Купальник Танечке, судя по всему, выдавали от щедрот сельхозпредприятия сеньора Сарториуса-Сорокина. Прямо скажем, супермодели от такого пришли бы в ужас, потому что он был какой-то лилово-серый, с разводами. То ли эти разводы были так и задуманы, то ли образовались от нестойкого красителя, разобраться было сложно. Одно хорошо — грязь на таком было очень трудно, почти невозможно заметить.
У меня положение было похуже. На асиенде товарища Сорокина (или на фазенде, выражаясь по-бразильски) я получил белые трусы спортивного образца и серо-голубую униформу из ХБ, в которых местные народные массы рубают тростник или кукурузу. Поверх этого, как известно, я натянул пропитанный кровью камуфляж, доставшийся от Андрюхи Чижова. Потом меня еще раз где-то забрызгало. Все это проникло с верхней одежды вниз, и в сорокинской униформе я смотрелся, как передовой забойщик скота после напряженного трудового дня.

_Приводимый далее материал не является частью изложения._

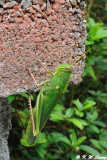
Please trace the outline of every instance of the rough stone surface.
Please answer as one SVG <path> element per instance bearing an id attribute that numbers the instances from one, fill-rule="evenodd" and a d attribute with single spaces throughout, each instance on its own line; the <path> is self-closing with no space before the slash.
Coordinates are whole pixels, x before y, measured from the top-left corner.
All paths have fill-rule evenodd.
<path id="1" fill-rule="evenodd" d="M 9 160 L 8 136 L 11 129 L 11 109 L 7 98 L 0 98 L 0 160 Z"/>
<path id="2" fill-rule="evenodd" d="M 5 3 L 5 0 L 0 0 L 0 5 L 2 6 Z"/>
<path id="3" fill-rule="evenodd" d="M 16 5 L 16 1 L 11 1 L 11 2 L 7 2 L 3 5 L 3 8 L 4 9 L 9 9 L 9 8 L 12 8 L 13 6 Z"/>
<path id="4" fill-rule="evenodd" d="M 74 5 L 74 6 L 77 4 L 77 0 L 70 0 L 70 2 L 71 2 L 71 4 Z"/>
<path id="5" fill-rule="evenodd" d="M 21 6 L 22 6 L 23 8 L 28 8 L 28 7 L 31 6 L 31 5 L 32 5 L 32 3 L 31 3 L 30 0 L 22 0 L 22 2 L 21 2 Z"/>
<path id="6" fill-rule="evenodd" d="M 32 0 L 32 4 L 38 4 L 38 0 Z"/>
<path id="7" fill-rule="evenodd" d="M 21 3 L 11 9 L 0 9 L 0 96 L 36 88 L 26 68 L 38 83 L 49 78 L 38 60 L 54 72 L 57 65 L 69 63 L 71 43 L 72 62 L 85 51 L 85 3 L 45 3 L 33 0 L 34 5 L 28 8 Z M 85 56 L 73 66 L 72 84 L 82 80 L 84 59 Z"/>

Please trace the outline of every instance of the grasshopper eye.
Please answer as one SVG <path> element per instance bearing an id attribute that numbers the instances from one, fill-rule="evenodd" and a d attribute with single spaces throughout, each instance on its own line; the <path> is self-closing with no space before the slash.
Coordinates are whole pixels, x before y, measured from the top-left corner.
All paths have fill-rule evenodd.
<path id="1" fill-rule="evenodd" d="M 70 69 L 70 67 L 65 67 L 65 69 L 66 69 L 66 70 L 69 70 L 69 69 Z"/>

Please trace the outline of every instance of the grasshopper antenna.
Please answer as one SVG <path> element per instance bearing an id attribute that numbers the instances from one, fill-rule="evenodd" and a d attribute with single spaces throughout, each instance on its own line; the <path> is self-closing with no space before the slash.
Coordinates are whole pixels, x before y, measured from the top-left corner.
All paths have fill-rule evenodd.
<path id="1" fill-rule="evenodd" d="M 89 52 L 92 48 L 88 49 L 85 53 L 83 53 L 79 58 L 77 58 L 77 60 L 75 62 L 72 63 L 72 66 L 78 62 L 87 52 Z"/>

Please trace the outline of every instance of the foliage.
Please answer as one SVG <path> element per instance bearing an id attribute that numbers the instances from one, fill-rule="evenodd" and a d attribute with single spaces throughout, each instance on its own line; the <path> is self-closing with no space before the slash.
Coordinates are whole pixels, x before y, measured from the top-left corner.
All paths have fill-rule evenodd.
<path id="1" fill-rule="evenodd" d="M 79 85 L 69 86 L 34 146 L 26 147 L 28 95 L 8 97 L 13 111 L 13 130 L 9 138 L 11 160 L 76 160 L 78 155 L 79 160 L 83 155 L 87 159 L 89 155 L 107 157 L 107 28 L 103 22 L 89 18 L 87 30 L 86 48 L 91 45 L 93 48 L 87 55 L 84 80 Z M 37 93 L 31 96 L 34 106 Z"/>

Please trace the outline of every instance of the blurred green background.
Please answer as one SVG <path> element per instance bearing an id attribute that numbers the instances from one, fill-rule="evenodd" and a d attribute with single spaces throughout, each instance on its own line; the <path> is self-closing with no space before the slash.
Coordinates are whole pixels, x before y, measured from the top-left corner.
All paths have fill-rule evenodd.
<path id="1" fill-rule="evenodd" d="M 13 111 L 11 160 L 107 157 L 107 1 L 86 0 L 86 3 L 86 50 L 91 47 L 92 50 L 87 54 L 83 81 L 69 86 L 33 147 L 26 147 L 25 141 L 28 95 L 8 97 Z M 32 106 L 37 94 L 31 95 Z"/>

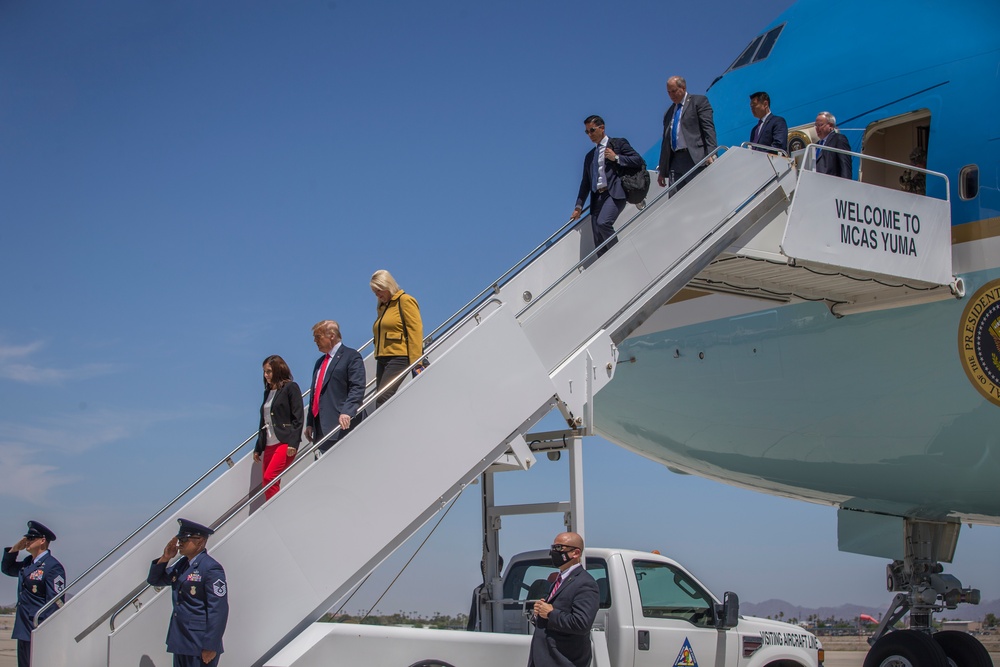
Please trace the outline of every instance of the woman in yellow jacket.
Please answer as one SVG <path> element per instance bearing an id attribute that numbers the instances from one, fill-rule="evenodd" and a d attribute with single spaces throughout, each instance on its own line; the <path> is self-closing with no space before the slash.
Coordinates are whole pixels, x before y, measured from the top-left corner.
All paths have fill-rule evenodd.
<path id="1" fill-rule="evenodd" d="M 417 300 L 400 289 L 391 273 L 385 269 L 376 271 L 371 288 L 378 299 L 378 317 L 372 325 L 375 384 L 380 393 L 388 387 L 375 401 L 378 408 L 399 389 L 403 378 L 396 380 L 397 376 L 423 355 L 424 327 Z"/>

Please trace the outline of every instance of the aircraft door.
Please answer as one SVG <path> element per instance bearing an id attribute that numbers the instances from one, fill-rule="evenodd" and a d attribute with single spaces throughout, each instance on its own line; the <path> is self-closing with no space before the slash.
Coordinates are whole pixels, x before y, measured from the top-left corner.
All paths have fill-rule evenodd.
<path id="1" fill-rule="evenodd" d="M 667 563 L 635 559 L 632 571 L 635 667 L 715 665 L 729 633 L 715 628 L 712 596 Z"/>
<path id="2" fill-rule="evenodd" d="M 931 112 L 928 109 L 877 120 L 865 128 L 861 153 L 926 168 L 930 132 Z M 893 190 L 926 194 L 926 181 L 920 172 L 873 160 L 861 161 L 858 180 Z"/>

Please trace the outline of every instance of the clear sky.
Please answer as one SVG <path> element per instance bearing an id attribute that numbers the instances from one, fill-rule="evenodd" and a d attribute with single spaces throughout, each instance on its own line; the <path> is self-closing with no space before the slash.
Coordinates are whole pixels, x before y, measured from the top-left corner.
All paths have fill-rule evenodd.
<path id="1" fill-rule="evenodd" d="M 583 118 L 646 152 L 667 76 L 704 92 L 789 4 L 0 3 L 0 542 L 41 520 L 81 572 L 256 428 L 266 356 L 307 383 L 313 323 L 364 343 L 378 268 L 436 326 L 568 218 Z M 891 598 L 883 561 L 837 552 L 832 508 L 597 438 L 587 460 L 591 543 L 747 601 Z M 564 499 L 562 470 L 501 499 Z M 522 522 L 507 556 L 561 527 Z M 466 611 L 478 531 L 472 489 L 380 608 Z M 998 546 L 963 529 L 949 571 L 1000 597 Z"/>

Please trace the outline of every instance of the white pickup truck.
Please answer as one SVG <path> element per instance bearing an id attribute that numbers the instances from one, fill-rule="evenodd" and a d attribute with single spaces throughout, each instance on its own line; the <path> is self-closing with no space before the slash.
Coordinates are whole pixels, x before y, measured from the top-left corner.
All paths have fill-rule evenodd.
<path id="1" fill-rule="evenodd" d="M 694 575 L 659 554 L 586 550 L 601 592 L 591 633 L 593 667 L 817 667 L 812 633 L 788 623 L 739 616 Z M 524 667 L 531 625 L 524 613 L 544 597 L 555 569 L 548 552 L 520 554 L 503 577 L 501 632 L 463 632 L 316 623 L 266 667 Z"/>

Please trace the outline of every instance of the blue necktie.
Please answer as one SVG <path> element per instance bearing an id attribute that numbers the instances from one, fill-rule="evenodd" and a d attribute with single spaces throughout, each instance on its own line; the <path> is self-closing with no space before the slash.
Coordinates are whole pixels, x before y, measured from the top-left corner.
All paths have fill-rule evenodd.
<path id="1" fill-rule="evenodd" d="M 670 124 L 670 148 L 673 150 L 677 150 L 677 127 L 681 124 L 681 109 L 683 108 L 683 105 L 677 105 L 677 108 L 674 109 L 674 122 Z"/>

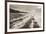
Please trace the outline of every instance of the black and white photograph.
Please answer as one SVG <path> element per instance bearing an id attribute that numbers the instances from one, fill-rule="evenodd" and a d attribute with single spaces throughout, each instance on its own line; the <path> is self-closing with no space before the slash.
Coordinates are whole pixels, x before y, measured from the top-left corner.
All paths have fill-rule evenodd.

— Н-да! — сказала Танечка. — Жаль, что ты не дама, а то объяснили бы это дело внезапными месячными.
— Тебе все шуточки! — проворчал я.
— Ладно, попробуем устранить! — объявила Кармела и слазила в тайник за штурмовым ножом. — Снимай штаны!
Вот что значит, как пелось в одной советской песне, «заботливые руки и зоркий женский глаз»! Танечка откромсала ножом особо ухрюканные штанины брюк до размера плавок, и они стали выглядеть почти прилично. Правда, трусы из-под них просматривались.
— Снимай! — повелела Таня, и я без сожаления избавился от трусов. Отвернуться я ее как-то забыл попросить, что не вызвало особых возражений. Не чужие все-таки…
От обуви решили отказаться вообще. Она была непригодна для широкой презентации.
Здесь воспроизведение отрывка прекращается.